The ice melted quickly. It didn’t take long. I held him back, inhaling as hard and fast as I could while he muttered and whined and pleaded, until the bubbling sound stopped.
I raised my head from above cold clear water. I looked straight at Ian and willed myself not to show guilt.
He stared at me with an awful wounded look. He took the bowl from under me and I let him. Still watching me, he put the box’s curved plastic corner awkwardly to his lips and drank the water down.
We stared at each other. “You should hand in that letter,” I said at last. “It isn’t yours. They wrote it to everyone in London.”
He just kept staring. I got up and left.
Soldiers kept going up the icebergs, and coming down again, and if any of them worked out how to get to the other bit of up, we never heard about it. If that’s even a thing. If that’s real. None of the unauthorized explorers ever came back. I stopped hanging out with Sal, and when Robbie returned he stopped hanging out with me.
By the time Ian came back to school, it was pretty easy for me to avoid him. Sometimes I might catch him staring at me across a classroom or the lunch hall. When that happened I’d sometimes say to myself in my own head something like, “I saw it first,” thinking of the snow in which the tube had been packed. If he did take that letter to the authorities they never released it.

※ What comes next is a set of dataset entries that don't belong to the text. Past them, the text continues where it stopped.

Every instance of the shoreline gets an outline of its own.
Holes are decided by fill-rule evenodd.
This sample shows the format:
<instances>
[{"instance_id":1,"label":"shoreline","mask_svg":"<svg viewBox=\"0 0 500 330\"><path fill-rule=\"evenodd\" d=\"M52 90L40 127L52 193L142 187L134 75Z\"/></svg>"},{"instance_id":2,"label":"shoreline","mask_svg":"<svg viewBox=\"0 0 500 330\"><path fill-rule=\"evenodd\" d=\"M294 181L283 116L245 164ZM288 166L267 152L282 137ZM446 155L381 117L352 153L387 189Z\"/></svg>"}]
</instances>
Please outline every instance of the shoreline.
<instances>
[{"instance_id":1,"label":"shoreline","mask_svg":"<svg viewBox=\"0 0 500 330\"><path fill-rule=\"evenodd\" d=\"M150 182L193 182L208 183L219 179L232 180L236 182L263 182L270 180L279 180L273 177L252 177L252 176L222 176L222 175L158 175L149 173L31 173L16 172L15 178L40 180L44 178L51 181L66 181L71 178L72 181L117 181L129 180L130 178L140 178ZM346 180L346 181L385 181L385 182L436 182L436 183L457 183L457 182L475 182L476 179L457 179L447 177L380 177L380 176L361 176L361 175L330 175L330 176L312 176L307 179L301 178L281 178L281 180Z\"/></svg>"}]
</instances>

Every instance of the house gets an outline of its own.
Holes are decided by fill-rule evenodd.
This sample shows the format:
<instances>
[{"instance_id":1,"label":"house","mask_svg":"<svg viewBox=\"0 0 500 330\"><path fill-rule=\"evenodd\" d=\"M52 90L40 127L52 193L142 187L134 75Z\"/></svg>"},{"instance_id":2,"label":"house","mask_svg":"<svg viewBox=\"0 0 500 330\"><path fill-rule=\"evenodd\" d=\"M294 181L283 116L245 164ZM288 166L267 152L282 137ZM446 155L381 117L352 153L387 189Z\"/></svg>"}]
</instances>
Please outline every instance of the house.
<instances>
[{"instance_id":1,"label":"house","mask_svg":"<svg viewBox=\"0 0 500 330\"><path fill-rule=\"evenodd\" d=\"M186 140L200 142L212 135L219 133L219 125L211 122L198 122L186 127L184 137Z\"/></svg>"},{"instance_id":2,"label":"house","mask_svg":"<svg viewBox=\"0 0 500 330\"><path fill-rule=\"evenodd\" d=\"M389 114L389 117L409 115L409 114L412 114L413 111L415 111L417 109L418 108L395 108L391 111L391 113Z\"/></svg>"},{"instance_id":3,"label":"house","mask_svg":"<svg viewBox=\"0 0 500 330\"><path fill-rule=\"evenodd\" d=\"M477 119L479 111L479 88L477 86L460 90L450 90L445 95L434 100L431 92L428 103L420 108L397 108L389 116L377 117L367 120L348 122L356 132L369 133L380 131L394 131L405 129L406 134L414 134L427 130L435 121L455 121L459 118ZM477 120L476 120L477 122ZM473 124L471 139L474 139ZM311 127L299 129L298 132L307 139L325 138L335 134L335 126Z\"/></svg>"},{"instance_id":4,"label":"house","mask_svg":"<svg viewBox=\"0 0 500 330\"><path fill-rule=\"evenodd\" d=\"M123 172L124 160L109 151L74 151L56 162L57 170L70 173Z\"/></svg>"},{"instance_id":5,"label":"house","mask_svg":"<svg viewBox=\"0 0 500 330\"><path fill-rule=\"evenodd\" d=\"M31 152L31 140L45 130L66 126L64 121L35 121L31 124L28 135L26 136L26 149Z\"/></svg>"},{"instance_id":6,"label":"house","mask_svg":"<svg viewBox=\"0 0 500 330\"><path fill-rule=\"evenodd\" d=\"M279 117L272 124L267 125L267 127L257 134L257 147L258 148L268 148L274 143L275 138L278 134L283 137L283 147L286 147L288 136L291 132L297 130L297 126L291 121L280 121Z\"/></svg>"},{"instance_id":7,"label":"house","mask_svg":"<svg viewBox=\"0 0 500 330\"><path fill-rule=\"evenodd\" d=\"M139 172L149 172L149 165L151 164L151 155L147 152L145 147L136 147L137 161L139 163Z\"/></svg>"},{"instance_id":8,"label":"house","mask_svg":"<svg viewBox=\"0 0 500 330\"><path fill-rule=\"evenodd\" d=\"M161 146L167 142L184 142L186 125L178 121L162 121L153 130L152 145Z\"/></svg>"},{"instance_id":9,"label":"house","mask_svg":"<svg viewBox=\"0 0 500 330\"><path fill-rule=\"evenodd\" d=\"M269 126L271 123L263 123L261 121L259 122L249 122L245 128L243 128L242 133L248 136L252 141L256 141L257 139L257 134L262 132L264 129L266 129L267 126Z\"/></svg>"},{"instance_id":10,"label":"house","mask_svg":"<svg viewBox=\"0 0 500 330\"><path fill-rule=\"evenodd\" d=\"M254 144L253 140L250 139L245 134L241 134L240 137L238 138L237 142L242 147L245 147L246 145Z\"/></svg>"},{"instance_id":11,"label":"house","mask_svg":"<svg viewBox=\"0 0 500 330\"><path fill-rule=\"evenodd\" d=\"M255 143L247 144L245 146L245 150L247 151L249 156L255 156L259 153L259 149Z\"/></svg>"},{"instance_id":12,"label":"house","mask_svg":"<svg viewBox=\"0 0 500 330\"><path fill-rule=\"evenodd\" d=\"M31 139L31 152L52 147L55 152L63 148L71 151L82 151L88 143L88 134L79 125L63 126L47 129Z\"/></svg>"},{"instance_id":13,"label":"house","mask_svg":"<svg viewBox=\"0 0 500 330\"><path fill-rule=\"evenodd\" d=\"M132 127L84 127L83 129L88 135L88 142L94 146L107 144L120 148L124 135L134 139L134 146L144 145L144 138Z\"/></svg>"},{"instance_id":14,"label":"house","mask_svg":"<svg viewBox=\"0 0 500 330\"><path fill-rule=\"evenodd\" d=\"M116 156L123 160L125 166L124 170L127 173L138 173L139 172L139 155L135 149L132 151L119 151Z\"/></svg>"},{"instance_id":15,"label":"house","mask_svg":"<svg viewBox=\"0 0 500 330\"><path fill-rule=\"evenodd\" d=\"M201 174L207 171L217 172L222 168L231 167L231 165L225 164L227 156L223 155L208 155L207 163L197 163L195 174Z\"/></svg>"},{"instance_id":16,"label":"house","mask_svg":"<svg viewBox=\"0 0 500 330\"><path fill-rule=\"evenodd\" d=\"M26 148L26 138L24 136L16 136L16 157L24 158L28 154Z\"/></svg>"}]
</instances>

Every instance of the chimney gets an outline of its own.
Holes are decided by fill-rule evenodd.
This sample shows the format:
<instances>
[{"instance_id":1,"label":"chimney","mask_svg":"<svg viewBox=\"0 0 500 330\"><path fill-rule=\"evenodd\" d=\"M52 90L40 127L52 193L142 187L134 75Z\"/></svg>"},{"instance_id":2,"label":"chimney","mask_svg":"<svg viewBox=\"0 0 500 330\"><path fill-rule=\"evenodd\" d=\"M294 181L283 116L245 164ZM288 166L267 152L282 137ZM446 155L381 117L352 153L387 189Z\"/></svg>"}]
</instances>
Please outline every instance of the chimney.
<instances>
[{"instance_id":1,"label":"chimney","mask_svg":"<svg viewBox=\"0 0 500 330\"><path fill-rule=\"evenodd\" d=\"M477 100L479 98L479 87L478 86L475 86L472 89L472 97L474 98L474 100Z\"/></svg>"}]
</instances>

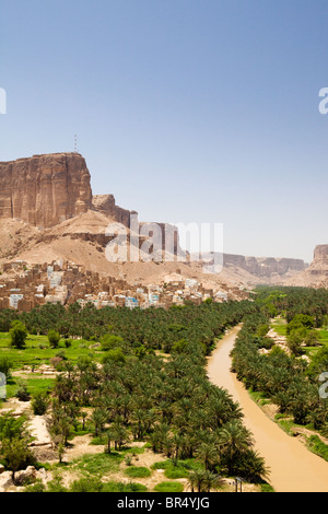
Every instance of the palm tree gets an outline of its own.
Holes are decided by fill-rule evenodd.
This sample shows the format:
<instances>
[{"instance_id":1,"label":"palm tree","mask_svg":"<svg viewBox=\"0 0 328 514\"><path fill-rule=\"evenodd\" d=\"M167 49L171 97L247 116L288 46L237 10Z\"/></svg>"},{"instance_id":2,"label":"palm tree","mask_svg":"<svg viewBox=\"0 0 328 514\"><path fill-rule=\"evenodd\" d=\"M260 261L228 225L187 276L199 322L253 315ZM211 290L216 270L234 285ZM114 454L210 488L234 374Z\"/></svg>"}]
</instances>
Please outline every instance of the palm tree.
<instances>
[{"instance_id":1,"label":"palm tree","mask_svg":"<svg viewBox=\"0 0 328 514\"><path fill-rule=\"evenodd\" d=\"M196 455L203 463L206 470L213 469L220 460L218 445L213 441L201 442Z\"/></svg>"},{"instance_id":2,"label":"palm tree","mask_svg":"<svg viewBox=\"0 0 328 514\"><path fill-rule=\"evenodd\" d=\"M250 432L241 423L232 420L219 430L219 445L226 456L227 472L231 475L234 469L235 455L245 452L253 445Z\"/></svg>"}]
</instances>

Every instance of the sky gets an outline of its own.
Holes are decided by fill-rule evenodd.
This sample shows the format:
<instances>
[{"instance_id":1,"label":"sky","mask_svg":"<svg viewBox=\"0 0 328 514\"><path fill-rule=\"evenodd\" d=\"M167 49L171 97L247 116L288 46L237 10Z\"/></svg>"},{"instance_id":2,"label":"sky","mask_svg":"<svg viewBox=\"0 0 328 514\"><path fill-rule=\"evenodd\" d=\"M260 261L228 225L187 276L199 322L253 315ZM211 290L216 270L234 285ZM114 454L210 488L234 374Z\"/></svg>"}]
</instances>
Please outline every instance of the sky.
<instances>
[{"instance_id":1,"label":"sky","mask_svg":"<svg viewBox=\"0 0 328 514\"><path fill-rule=\"evenodd\" d=\"M327 23L326 0L0 0L0 161L77 135L93 192L140 221L308 262L328 244Z\"/></svg>"}]
</instances>

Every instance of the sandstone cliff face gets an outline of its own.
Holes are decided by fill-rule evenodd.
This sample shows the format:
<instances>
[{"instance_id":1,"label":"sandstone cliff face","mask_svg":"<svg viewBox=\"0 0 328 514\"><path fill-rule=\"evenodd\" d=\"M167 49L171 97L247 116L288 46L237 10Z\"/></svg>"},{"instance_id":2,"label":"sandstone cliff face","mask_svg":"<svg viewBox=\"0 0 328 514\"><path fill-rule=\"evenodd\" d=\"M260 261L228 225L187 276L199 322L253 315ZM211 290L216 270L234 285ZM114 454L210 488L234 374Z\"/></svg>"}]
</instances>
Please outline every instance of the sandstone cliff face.
<instances>
[{"instance_id":1,"label":"sandstone cliff face","mask_svg":"<svg viewBox=\"0 0 328 514\"><path fill-rule=\"evenodd\" d=\"M272 274L283 276L289 272L298 272L306 268L301 259L273 257L244 257L242 255L224 254L224 266L243 268L259 278L270 278Z\"/></svg>"},{"instance_id":2,"label":"sandstone cliff face","mask_svg":"<svg viewBox=\"0 0 328 514\"><path fill-rule=\"evenodd\" d=\"M118 223L130 227L130 215L137 214L136 211L128 211L116 205L113 195L95 195L92 198L95 210L114 218Z\"/></svg>"},{"instance_id":3,"label":"sandstone cliff face","mask_svg":"<svg viewBox=\"0 0 328 514\"><path fill-rule=\"evenodd\" d=\"M0 220L50 227L92 207L90 173L78 153L0 163Z\"/></svg>"},{"instance_id":4,"label":"sandstone cliff face","mask_svg":"<svg viewBox=\"0 0 328 514\"><path fill-rule=\"evenodd\" d=\"M327 265L328 267L328 245L318 245L314 250L313 264Z\"/></svg>"}]
</instances>

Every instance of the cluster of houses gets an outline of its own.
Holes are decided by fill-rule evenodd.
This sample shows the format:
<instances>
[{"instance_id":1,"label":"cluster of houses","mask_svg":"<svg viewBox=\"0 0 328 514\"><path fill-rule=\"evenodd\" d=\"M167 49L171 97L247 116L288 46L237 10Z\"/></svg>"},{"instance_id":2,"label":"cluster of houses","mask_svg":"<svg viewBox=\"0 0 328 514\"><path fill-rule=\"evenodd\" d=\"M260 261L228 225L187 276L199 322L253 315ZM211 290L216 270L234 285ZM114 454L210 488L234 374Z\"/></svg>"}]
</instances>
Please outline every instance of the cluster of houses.
<instances>
[{"instance_id":1,"label":"cluster of houses","mask_svg":"<svg viewBox=\"0 0 328 514\"><path fill-rule=\"evenodd\" d=\"M194 279L152 285L129 284L125 278L103 277L62 260L33 266L21 260L5 262L0 276L0 308L20 312L58 302L62 305L78 302L82 307L93 303L97 308L166 308L186 301L201 304L207 299L224 302L230 299L230 292L207 289Z\"/></svg>"}]
</instances>

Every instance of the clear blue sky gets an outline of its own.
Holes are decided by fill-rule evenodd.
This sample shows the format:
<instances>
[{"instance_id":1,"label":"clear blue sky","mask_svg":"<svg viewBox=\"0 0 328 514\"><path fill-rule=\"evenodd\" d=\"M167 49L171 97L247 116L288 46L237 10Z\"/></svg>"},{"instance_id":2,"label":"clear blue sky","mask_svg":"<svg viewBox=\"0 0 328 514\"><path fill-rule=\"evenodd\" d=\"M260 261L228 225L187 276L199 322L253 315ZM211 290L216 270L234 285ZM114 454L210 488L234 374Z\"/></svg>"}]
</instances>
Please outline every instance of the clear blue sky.
<instances>
[{"instance_id":1,"label":"clear blue sky","mask_svg":"<svg viewBox=\"0 0 328 514\"><path fill-rule=\"evenodd\" d=\"M328 243L327 0L0 0L0 160L78 148L142 221Z\"/></svg>"}]
</instances>

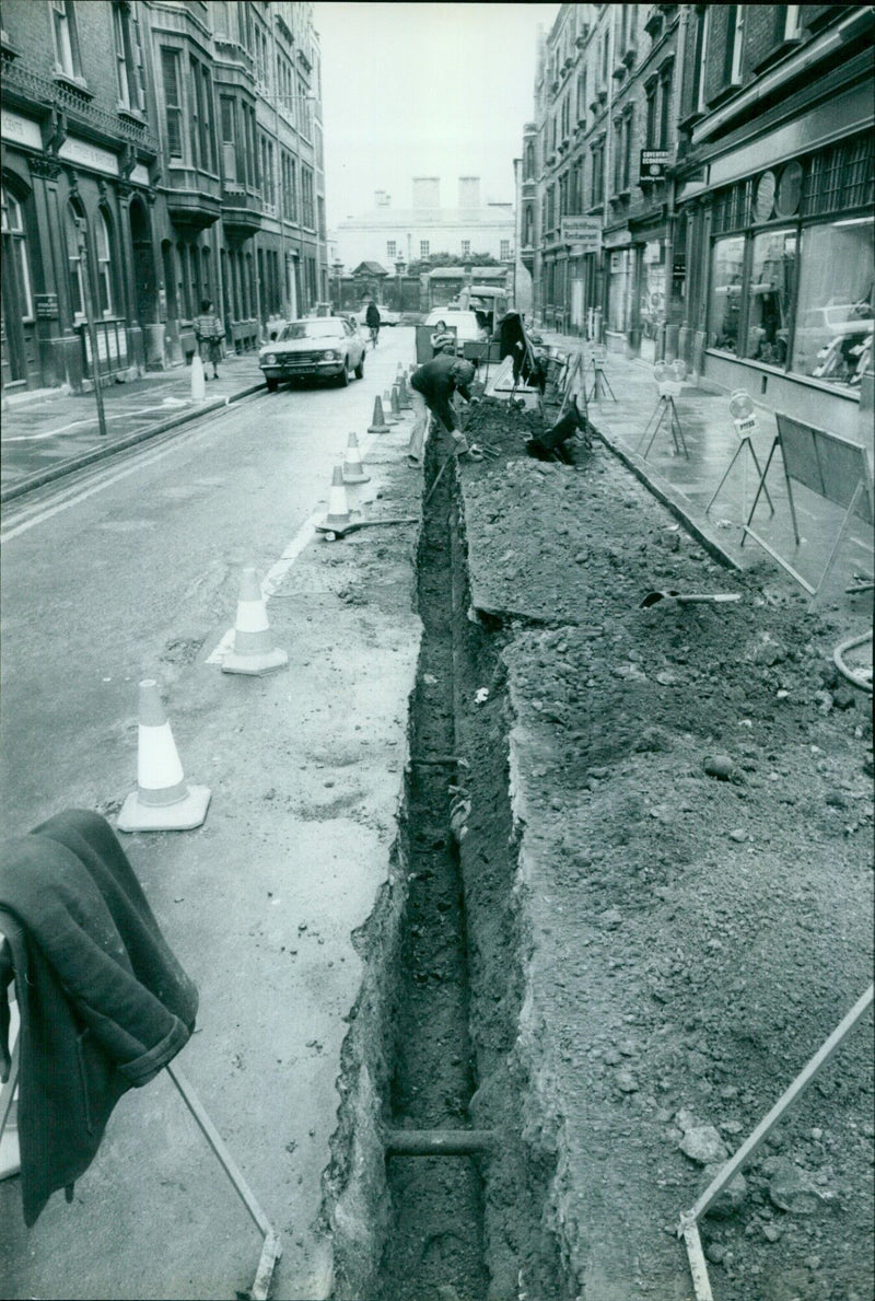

I used to expect to bump into him. I still live in the same area, and so did he for a long time, but London kept us apart. My mum did tell me once that he’d visited Nantie’s old gardens, which she said was nice, to pay respects. I think he’s been deployed now.
I thought I’d end up working at something to do with the icebergs, but my job’s in import-export. I have to spend a fair bit of time in Europe. I’ve been through the Great Brussels Reef plenty of times. I have a little bottle-opener of the Belgian flag cut from a bit of its coral.
Even a dull business like mine has what you could call its own myths. When anything messes with supply chains all kinds of weird stories start coming out. The funny thing is how many end up turning out to have something to them. Quite often I see on the news some banalized version of a rumor I heard months before.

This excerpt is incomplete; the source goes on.